Glasgow Experimental MRI Centre (GEMRIC), Division of Clinical Neuroscience, Garscube Estate, University of Glasgow, Glasgow, Scotland.
Stroke. 2009 Dec;40(12):3864-8. doi: 10.1161/STROKEAHA.109.559021. Epub 2009 Sep 24.
Stroke-prone spontaneously hypertensive rats (SHRSP) are a highly pertinent stroke model with increased sensitivity to focal ischemia compared with the normotensive reference strain (Wistar-Kyoto rats; WKY). Study aims were to investigate temporal changes in the ischemic penumbra in SHRSP compared with WKY.
Permanent middle cerebral artery occlusion was induced with an intraluminal filament. Diffusion- (DWI) and perfusion- (PWI) weighted magnetic resonance imaging was performed from 1 to 6 hours after stroke, with the PWI-DWI mismatch used to define the penumbra and thresholded apparent diffusion coefficient (ADC) maps used to define ischemic damage.
There was significantly more ischemic damage in SHRSP than in WKY from 1 to 6 hours after stroke. The perfusion deficit remained unchanged in WKY (39.9+/-6 mm(2) at 1 hour, 39.6+/-5.3 mm(2) at 6 hours) but surprisingly increased in SHRSP (43.9+/-9.2 mm(2) at 1 hour, 48.5+/-7.4 mm(2) at 6 hours; P=0.01). One hour after stroke, SHRSP had a significantly smaller penumbra (3.4+/-5.8 mm(2)) than did WKY (9.7+/-3.8, P=0.03). In WKY, 56% of the 1-hour penumbra area was incorporated into the ADC lesion by 6 hours, whereas in SHRSP, the small penumbra remained static owing to the temporal increase in both ADC lesion size and perfusion deficit.
First, SHRSP have significantly more ischemic damage and a smaller penumbra than do WKY within 1 hour of stroke; second, the penumbra is recruited into the ADC abnormality over time in both strains; and third, the expanding perfusion deficit in SHRSP predicts more tissue at risk of infarction. These results have important implications for management of stroke patients with preexisting hypertension and suggest ischemic damage could progress at a faster rate and over a longer time frame in the presence of hypertension.
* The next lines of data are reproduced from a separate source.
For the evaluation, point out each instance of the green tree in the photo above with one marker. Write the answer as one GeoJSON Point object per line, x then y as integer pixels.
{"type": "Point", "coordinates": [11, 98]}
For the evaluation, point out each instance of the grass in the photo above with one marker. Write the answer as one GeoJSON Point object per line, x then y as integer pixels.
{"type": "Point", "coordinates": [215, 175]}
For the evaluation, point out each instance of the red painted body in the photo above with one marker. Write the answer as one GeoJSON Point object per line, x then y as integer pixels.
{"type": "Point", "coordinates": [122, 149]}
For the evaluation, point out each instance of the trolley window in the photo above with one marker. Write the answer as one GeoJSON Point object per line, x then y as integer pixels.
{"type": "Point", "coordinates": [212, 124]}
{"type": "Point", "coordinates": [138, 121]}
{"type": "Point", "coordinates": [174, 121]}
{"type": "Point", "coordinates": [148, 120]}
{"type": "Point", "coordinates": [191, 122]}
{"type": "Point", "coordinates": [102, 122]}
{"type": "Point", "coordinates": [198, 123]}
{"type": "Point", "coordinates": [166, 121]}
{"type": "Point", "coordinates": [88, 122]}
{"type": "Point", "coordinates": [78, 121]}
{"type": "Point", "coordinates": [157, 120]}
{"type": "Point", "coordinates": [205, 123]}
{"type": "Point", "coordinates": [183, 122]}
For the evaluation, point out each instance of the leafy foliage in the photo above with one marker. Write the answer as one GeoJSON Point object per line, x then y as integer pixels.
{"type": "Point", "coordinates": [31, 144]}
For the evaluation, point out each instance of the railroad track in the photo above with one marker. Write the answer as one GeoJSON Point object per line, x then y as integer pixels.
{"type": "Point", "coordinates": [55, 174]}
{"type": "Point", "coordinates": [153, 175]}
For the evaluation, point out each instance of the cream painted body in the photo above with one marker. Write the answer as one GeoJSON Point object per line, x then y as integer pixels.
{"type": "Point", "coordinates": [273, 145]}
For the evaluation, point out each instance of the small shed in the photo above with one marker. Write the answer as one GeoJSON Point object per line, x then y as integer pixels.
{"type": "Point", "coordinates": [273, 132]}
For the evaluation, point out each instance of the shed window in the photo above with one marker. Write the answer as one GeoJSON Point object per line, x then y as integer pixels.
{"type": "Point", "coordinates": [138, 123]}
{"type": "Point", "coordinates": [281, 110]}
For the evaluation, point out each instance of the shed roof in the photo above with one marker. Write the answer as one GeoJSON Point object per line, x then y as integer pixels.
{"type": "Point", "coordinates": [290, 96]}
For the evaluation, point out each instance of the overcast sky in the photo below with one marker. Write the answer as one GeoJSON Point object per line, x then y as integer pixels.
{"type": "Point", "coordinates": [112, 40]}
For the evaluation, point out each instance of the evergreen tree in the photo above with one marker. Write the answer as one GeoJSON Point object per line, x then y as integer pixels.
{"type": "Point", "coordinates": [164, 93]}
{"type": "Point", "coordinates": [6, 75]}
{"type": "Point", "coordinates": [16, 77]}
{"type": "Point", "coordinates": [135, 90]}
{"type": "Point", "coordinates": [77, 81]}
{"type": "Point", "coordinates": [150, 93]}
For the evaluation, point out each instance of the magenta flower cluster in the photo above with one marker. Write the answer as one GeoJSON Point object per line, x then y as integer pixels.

易发生中风的自发性高血压大鼠(SHRSP)是一种与正常血压参考株(Wistar-Kyoto 大鼠;WKY)相比,对局灶性缺血更为敏感的高度相关中风模型。本研究旨在比较 SHRSP 与 WKY 之间在中风后缺血半影区的时间变化。
采用管内线栓法诱导永久性大脑中动脉闭塞。在中风后 1 至 6 小时进行弥散加权(DWI)和灌注加权(PWI)磁共振成像,使用 PWI-DWI 不匹配来定义半影区,用表观扩散系数(ADC)阈值图来定义缺血性损伤。
中风后 1 至 6 小时,SHRSP 的缺血性损伤明显多于 WKY。WKY 的灌注缺损保持不变(1 小时时为 39.9+/-6 mm(2),6 小时时为 39.6+/-5.3 mm(2)),但 SHRSP 的灌注缺损却出人意料地增加(1 小时时为 43.9+/-9.2 mm(2),6 小时时为 48.5+/-7.4 mm(2);P=0.01)。中风后 1 小时,SHRSP 的半影区明显小于 WKY(3.4+/-5.8 mm(2)比 9.7+/-3.8,P=0.03)。在 WKY 中,1 小时的半影区有 56%在 6 小时时被 ADC 病变所包含,而在 SHRSP 中,由于 ADC 病变和灌注缺损的时间增加,较小的半影区保持不变。
首先,与 WKY 相比,SHRSP 在中风后 1 小时内的缺血性损伤和较小的半影区显著增加;其次,在两种株系中,半影区随着时间的推移逐渐被 ADC 异常所包含;第三,SHRSP 不断扩大的灌注缺损预示着更多的组织有梗死的风险。这些结果对患有高血压的中风患者的管理具有重要意义,表明在存在高血压的情况下,缺血性损伤可能以更快的速度和更长的时间框架进展。